The Workforce Management Balancing Act

Co-authored by Donna Fluss President, DMG Consulting LLC and Paul Chance, Senior Product Marketing Manager, NICE

Workforce management (WFM) solutions are the most important and impactful productivity tool in most contact centers, as they are intended to forecast the number of employees needed to handle the anticipated volume of incoming interactions, by channel, and schedule staff with the right skills to handle them. The concept is simple, but the practice is hard, due to conflicting priorities. The challenge is to find a balance between the company's need to optimize resources, which may require them to ask agents to work hours they may not want, and the necessity of giving agents their preferred schedules in order to retain them.

Anyone who manages a contact center knows that there are some scheduling practices that drive agent attrition. The top four are:

  1. Insisting that agents accept certain working hours when they have already indicated they are not available at those times
  2. Changing an agents' schedules too frequently
  3. Giving agents schedules that include weekends and graveyard shifts
  4. Not accommodating short-term or intermittent schedule changes needed to manage work/life balance (school semesters, child care issues, etc.). 

When agents are confronted with these situations, and it happens too often, a polite agent will accept the schedule and immediately look for a new job. A less polite agent will say "no thank you" and quit on the spot. Few employees today are going to change their life to accommodate a job, particularly if there are many similar positions that pay a similar wage.

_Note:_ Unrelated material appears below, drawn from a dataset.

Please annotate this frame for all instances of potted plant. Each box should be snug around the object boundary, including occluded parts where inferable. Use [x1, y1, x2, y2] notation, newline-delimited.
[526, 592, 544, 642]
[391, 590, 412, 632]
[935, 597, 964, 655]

Managers who appreciate the importance of employees' work/life balance have a much better chance of building a satisfied workforce, but still have to figure out how to staff their contact center cost effectively, even during the hours that people typically don't want to work. Contact center agents, like all employees, want to be treated fairly and with respect. Most employees, including Millennials, are willing to accept an inconvenience for a short period of time, if given advance notice, but they are not willing to change their life for a job. People can be motivated to take on additional responsibilities or hours by using salary arbitrage, first choice of vacation days or a guarantee of their ideal schedule for a year, for example. In other words, giving agent choices and options instead of placing demands on them is a great way to build an engaged and flexible workforce.

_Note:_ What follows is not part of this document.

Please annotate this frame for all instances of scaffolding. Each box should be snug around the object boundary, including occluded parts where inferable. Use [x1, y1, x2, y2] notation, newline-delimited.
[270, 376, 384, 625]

This is where the concept of adaptive real-time scheduling, also known as the "uberization" of WFM, fits in. This is a new WFM module that is helping to improve agent self-service and engagement by involving them in all aspects of scheduling and allowing them to change hours or shifts easily, all through mobile devices. Contact centers of all sizes will benefit from these solutions, particularly if they are delivered from the cloud. After decades of staffing practices that have failed, it's time to try a new approach.